Another year and another cringing photo opportunity for First Minister Nicola Sturgeon, this time extolling her government’s free school meals policy for P1-P3 pupils while the Educational Institute of Scotland (EIS) heavily criticised her government for abandoning its commitment to maintain teacher numbers and lower class sizes.
In light of the two articles, is it the best use of scarce resources to give children of doctors, lawyers, teachers, etc free school meals? I would suggest not.
If the SNP government was genuinely concerned about targeting our most needy children, why did it not widen the criteria for free meals, therefore allowing more children to access them to P7 and beyond? Possibly because the SNP is not about fairness or equality but is motivated by populous policies and vain glory projects.

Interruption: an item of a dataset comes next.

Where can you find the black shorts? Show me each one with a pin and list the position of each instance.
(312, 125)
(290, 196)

It has consistently slashed local authority budgets so it can pursue what it perceives to be vote-winning policies.
It will of course blame Westminster when it is largely its own spending priorities that are undermining the educational opportunities of our children, especially those in less well-off areas.
This is the government that has reduced by 130,000 further education college places – a route to higher education for many working-class people and an essential resource for companies offering apprenticeships to young people.
My daughter is a secondary school teacher and recently she spent £40 of her own money to pay for classroom supplies of pens, writing and photocopy paper and ink cartridges for her computer.
She is not unique; thousands of teachers throughout Scotland spend their hard-earned money to ensure they can deliver high-quality lessons to their pupils.
Now part of my weekly shop includes a packet of photocopy paper to ensure my daughter’s pupils have the resources they need and deserve.
In Scotland we are now heading towards a two-tier state education system where parents in well-off areas and whose children are now entitled to a free school meal will raise huge amounts of money to pay for school resources for their children, resources that other schools can only dream of. Fairness? Equality? I think not.
All of us who truly believe that all children and young people deserve the opportunities to achieve their full potential must start interrogating all SNP policies and ask who is really benefitting from them because, at present, it is not the most disadvantaged in our society. And we should always remember that there is no such thing as a free lunch.